Die Krise in der Küche (Der Realitätscheck)
Doch jede Utopie hat ihren wunden Punkt. Meistens ist es der Abwasch. Gegen 18 Uhr verbreitete sich Unruhe. Der Hunger kam. Das Küchenteam (bestehend aus Freiwilligen, die dachten, „Kochen für 100“ sei so ähnlich wie „Kochen für 4“ nur mit größeren Töpfen) war heillos überfordert. Der Reis war angebrannt. Die Soße war zu dünn. Und jemand hatte – in einem Anfall von inklusiver Begeisterung – den veganen Tofu in das Wasser geworfen, in dem die Würstchen für die Fleischesser schwammen. Das Ergebnis war ein kulinarischer Bürgerkrieg. Die Veganer waren entsetzt („Mein Tofu schmeckt nach Tod!“), die Fleischesser waren verwirrt („Warum schmeckt meine Wurst nach Pappe?“).
Ich stand in der Tür der Großküche und beobachtete das Chaos. Es war ein Lehrstück über das Scheitern von Strukturen. In der Knowledgebase steht: „Struktur gibt Freiheit.“ Hier fehlte Struktur. Hier herrschte nur gute Absicht. Und gute Absicht kocht keinen Reis.
Plötzlich teilte sich die Menge wie das Rote Meer. Enid trat ein. Sie hatte ihren Hut abgelegt und eine Schürze umgebunden, die sie irgendwo gefunden hatte. Sie sah aus wie eine Generalin, die ein Schlachtfeld betritt, das von Inkompetenz verwüstet wurde. „Raus!“, sagte sie. Nicht laut.
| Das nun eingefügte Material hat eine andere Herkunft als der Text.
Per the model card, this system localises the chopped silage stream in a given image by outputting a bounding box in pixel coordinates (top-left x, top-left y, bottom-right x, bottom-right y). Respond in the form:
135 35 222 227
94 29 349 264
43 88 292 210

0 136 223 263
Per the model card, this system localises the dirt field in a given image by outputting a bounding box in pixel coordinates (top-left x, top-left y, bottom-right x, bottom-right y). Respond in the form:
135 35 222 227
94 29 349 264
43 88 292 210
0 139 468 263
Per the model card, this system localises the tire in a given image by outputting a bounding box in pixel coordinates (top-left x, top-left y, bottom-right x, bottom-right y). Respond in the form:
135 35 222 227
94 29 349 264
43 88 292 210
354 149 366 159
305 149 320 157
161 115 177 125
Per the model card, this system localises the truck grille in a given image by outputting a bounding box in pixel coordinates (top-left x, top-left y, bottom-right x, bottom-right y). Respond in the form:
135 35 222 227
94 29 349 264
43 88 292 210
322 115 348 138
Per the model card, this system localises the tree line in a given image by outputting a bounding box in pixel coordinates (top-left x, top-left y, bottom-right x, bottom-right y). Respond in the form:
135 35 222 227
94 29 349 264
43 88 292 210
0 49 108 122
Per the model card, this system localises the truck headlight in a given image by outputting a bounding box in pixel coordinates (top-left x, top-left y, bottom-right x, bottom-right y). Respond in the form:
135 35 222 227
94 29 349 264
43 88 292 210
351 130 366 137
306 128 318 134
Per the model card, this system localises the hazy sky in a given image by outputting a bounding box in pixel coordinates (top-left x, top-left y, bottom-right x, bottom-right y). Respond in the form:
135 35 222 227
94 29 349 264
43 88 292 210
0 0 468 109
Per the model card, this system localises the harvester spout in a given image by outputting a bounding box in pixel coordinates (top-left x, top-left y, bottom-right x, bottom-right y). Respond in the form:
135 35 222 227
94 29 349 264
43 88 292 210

Aber mit einer Autorität, die keinen Widerspruch duldete. „Aber wir sind das Koch-Team…“, stammelte ein junger Mann mit Dreadlocks. „Ihr seid im Weg“, sagte Enid. „Du da, mit den Haaren: Du schneidest Zwiebeln. Du da: Du spülst Töpfe. Und wer hat den Tofu zur Wurst getan?“ Ein betretenes Schweigen. „Egal. Wir trennen das jetzt. Dave!“ Dave erschien in der Tür, als hätte er nur auf sein Stichwort gewartet. „Ja, Enid?“ „Reparier den Abfluss. Der ist verstopft. Und dann hilf mir, diese Frikadellen zu retten.“
Was dann folgte, war keine Demokratie. Es war eine wohlwollende Diktatur. Enid und Dave übernahmen das Kommando. Sie ignorierten das Initiativeprinzip. Sie ignorierten die Gewaltfreie Kommunikation („Das ist kein Schneiden, das ist Massakrieren!“, rief Enid). Aber innerhalb von 45 Minuten stand das Essen auf dem Tisch. Es gab geretteten Reis. Es gab getrennte Soßen. Und es gab Enids Frikadellen (und eine vegane Alternative, die Enid zähneknirschend improvisiert hatte).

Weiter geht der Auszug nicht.